Prange hat zwei Probleme: Er ist Alkoholiker und funktionaler Analphabet, kann also nur leichte Sätze lesen und schreiben. Vor sechs Jahren tauschte er den Alkohol gegen die Buchstaben. Er ging an einen Ort, vor dem er Angst hatte, so wie die meisten Analphabeten. Wegen des Kleingedruckten und der Buchstaben. Er wendete sich an den Mitarbeiter im Jobcenter: „Ich bin Alkoholiker, und kann nicht lesen und schreiben. Bitte helft mir.“ Der schickte ihn in den Alphabetisierungskurs. Neustart. Lesen lernen.
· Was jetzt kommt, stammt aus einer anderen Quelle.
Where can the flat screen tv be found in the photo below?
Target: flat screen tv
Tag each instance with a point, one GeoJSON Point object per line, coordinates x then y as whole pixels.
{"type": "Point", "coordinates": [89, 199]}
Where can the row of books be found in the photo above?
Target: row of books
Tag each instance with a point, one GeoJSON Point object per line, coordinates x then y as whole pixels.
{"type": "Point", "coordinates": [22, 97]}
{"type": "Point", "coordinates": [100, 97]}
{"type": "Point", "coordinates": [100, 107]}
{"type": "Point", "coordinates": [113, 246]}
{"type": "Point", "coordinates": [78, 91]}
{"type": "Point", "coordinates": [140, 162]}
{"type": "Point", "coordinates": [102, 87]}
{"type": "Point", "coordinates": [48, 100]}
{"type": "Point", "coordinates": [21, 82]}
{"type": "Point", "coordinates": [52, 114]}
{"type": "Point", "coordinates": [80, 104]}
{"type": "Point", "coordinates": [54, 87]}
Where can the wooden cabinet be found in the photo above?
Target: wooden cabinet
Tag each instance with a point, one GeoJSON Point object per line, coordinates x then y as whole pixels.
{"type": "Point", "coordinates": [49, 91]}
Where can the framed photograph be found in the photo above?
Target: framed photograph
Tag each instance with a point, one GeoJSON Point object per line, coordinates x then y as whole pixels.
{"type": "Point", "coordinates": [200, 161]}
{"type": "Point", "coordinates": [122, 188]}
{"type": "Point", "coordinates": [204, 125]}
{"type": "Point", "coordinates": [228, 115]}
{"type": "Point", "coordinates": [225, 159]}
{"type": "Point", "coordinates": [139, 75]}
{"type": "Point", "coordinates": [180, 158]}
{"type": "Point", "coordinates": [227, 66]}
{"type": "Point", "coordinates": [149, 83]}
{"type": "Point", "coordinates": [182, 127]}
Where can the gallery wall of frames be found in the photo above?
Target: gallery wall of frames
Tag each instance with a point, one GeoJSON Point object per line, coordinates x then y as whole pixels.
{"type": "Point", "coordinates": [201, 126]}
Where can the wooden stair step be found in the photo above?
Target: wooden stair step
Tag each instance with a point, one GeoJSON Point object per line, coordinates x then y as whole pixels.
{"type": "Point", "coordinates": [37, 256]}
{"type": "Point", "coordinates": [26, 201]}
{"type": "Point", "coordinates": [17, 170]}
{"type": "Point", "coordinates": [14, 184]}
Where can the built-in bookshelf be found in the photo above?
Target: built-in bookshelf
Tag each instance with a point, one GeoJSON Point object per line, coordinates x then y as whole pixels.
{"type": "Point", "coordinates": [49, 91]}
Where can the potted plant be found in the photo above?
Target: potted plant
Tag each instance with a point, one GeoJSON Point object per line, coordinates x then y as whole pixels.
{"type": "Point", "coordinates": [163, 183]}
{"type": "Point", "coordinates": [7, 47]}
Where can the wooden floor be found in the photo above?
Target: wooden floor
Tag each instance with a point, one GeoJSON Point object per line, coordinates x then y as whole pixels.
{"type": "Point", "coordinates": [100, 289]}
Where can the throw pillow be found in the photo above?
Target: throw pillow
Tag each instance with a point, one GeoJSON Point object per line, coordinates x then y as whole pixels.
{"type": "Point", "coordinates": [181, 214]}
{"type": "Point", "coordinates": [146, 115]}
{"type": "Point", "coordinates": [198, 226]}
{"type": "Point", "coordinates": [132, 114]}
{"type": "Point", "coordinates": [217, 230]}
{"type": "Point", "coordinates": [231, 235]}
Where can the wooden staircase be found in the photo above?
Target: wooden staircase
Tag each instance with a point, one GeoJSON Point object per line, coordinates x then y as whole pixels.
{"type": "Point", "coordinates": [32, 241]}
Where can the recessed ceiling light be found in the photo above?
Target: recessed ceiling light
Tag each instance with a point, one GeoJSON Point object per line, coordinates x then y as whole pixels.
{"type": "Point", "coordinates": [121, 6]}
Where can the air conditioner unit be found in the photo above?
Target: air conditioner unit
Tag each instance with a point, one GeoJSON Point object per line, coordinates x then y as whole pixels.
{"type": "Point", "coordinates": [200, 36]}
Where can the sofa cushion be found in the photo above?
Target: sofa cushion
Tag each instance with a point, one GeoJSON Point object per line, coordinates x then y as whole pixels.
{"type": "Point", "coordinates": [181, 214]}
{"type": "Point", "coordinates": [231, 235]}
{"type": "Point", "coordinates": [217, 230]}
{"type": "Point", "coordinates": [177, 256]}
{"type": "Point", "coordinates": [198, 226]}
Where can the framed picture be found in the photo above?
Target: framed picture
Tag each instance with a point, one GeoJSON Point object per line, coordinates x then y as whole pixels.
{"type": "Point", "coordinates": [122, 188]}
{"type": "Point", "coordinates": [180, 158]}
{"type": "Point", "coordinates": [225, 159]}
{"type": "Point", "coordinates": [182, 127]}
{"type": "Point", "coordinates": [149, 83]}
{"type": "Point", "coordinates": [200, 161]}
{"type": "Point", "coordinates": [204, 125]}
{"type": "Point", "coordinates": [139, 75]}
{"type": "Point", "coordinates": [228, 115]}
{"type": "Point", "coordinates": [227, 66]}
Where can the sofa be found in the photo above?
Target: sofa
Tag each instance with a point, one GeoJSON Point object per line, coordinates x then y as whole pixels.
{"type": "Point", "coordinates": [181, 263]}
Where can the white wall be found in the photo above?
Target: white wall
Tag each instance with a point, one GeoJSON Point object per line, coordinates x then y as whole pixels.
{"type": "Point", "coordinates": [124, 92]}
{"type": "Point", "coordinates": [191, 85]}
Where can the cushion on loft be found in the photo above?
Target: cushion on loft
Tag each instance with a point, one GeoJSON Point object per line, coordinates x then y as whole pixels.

Alkohol vergessen.

Gerhard Prange ist fast 60, und wohnt seit 50 Jahren in Reinickendorf. Auf der Sonderschule habe er nie richtig schreiben und lesen gelernt, genauso wie seine Eltern. In den 60er und 70er Jahren schickte man ihn jedes Jahr nach Schweden. Staatlich verordnete Erholung für die Ärmeren. Plötzlich stürzt es Schwedisch aus Prange heraus. Die quasi zweite Muttersprache. Sie bringt Erleichterung. Prange. Keiner mehr, der sich immer verkrampft. Wie so viele Analphabeten. In den Kursen lernt er nicht nur neue Wörter zu verstehen wie ‚Bau-Stoff-Handel‘, sondern auch, Scham zu verlieren, die Jahrzehnte seine Begleiterin war.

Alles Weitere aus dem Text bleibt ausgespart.